Text
Text

Text (4)

Word documents often contain extensive text, and applying emphasis marks is an effective way to highlight key information. Whether you need to accentuate important terms or enhance text clarity with styled formatting, emphasis marks can make your content more readable and professional. Instead of manually adjusting formatting, this guide demonstrates how to use Spire.Doc for Python to efficiently apply emphasis to text in Word with Python, saving time while ensuring a polished document.

Install Spire.Doc for Python

This scenario requires Spire.Doc for Python and plum-dispatch v1.7.4. They can be easily installed in your Windows through the following pip command.

pip install Spire.Doc

If you are unsure how to install, please refer to this tutorial: How to Install Spire.Doc for Python on Windows.

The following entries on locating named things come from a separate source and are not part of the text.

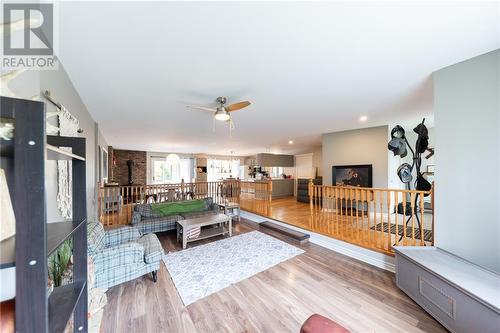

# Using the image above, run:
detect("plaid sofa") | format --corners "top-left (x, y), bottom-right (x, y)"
top-left (87, 222), bottom-right (164, 289)
top-left (132, 197), bottom-right (219, 234)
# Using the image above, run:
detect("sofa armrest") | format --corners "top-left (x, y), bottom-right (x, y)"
top-left (104, 226), bottom-right (141, 247)
top-left (130, 210), bottom-right (141, 225)
top-left (212, 203), bottom-right (220, 214)
top-left (137, 234), bottom-right (165, 264)
top-left (92, 242), bottom-right (144, 272)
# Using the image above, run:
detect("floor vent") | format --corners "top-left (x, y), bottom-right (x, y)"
top-left (259, 221), bottom-right (310, 244)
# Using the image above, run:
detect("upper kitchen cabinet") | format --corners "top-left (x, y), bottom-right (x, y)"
top-left (256, 154), bottom-right (294, 167)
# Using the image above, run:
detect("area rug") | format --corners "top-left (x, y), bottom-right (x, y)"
top-left (370, 223), bottom-right (432, 242)
top-left (163, 231), bottom-right (304, 306)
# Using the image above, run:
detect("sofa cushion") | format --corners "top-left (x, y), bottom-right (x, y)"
top-left (105, 226), bottom-right (141, 246)
top-left (134, 215), bottom-right (183, 235)
top-left (181, 210), bottom-right (217, 219)
top-left (92, 242), bottom-right (144, 272)
top-left (137, 234), bottom-right (164, 264)
top-left (134, 204), bottom-right (161, 217)
top-left (151, 200), bottom-right (207, 216)
top-left (87, 222), bottom-right (105, 255)
top-left (203, 197), bottom-right (214, 210)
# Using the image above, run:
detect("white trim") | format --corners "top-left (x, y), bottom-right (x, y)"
top-left (241, 210), bottom-right (396, 273)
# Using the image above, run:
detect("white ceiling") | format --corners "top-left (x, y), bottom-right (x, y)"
top-left (59, 2), bottom-right (500, 155)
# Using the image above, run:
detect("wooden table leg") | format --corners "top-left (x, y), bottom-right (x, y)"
top-left (182, 228), bottom-right (187, 249)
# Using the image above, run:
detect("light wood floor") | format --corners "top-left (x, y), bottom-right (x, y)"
top-left (242, 197), bottom-right (432, 255)
top-left (101, 221), bottom-right (446, 333)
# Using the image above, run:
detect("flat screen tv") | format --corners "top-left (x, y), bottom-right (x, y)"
top-left (332, 164), bottom-right (373, 187)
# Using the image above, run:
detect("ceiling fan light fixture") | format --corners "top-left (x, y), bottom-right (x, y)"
top-left (166, 154), bottom-right (181, 164)
top-left (215, 108), bottom-right (231, 121)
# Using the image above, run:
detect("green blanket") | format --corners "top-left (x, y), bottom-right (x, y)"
top-left (151, 200), bottom-right (207, 216)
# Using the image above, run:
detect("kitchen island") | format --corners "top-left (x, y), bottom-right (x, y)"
top-left (255, 178), bottom-right (295, 199)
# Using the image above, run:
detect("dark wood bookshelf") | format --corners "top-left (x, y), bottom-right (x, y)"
top-left (0, 220), bottom-right (86, 269)
top-left (49, 281), bottom-right (86, 333)
top-left (0, 236), bottom-right (16, 269)
top-left (0, 97), bottom-right (88, 333)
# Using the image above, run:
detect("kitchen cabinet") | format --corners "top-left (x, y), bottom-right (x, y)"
top-left (256, 153), bottom-right (294, 167)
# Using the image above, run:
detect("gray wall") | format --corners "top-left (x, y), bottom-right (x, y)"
top-left (5, 64), bottom-right (105, 222)
top-left (434, 50), bottom-right (500, 272)
top-left (322, 126), bottom-right (388, 188)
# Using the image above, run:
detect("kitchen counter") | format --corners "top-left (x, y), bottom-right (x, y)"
top-left (250, 178), bottom-right (295, 198)
top-left (241, 178), bottom-right (295, 198)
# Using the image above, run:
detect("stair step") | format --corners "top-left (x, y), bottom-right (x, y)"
top-left (259, 221), bottom-right (311, 244)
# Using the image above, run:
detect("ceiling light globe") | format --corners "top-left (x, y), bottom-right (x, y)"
top-left (215, 111), bottom-right (230, 121)
top-left (167, 154), bottom-right (181, 164)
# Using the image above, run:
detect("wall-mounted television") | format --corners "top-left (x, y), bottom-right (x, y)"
top-left (332, 164), bottom-right (373, 187)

Apply Emphasis Marks to First Matched Text in Word Documents

When crafting a Word document, highlighting keywords or phrases can improve readability and draw attention to important information. With Spire.Doc's CharacterFormat.EmphasisMark property, you can easily apply emphasis marks to any text, ensuring clarity and consistency.

Steps to apply emphasis marks to the first matched text in a Word document:

  • Create an object of the Document class.
  • Load a source Word document from files using Document.LoadFromFile() method.
  • Find the text that you want to emphasize with Document.FindString() method.
  • Apply emphasis marks to the text through CharacterFormat.EmphasisMark property.
  • Save the updated Word document using Document.SaveToFile() method.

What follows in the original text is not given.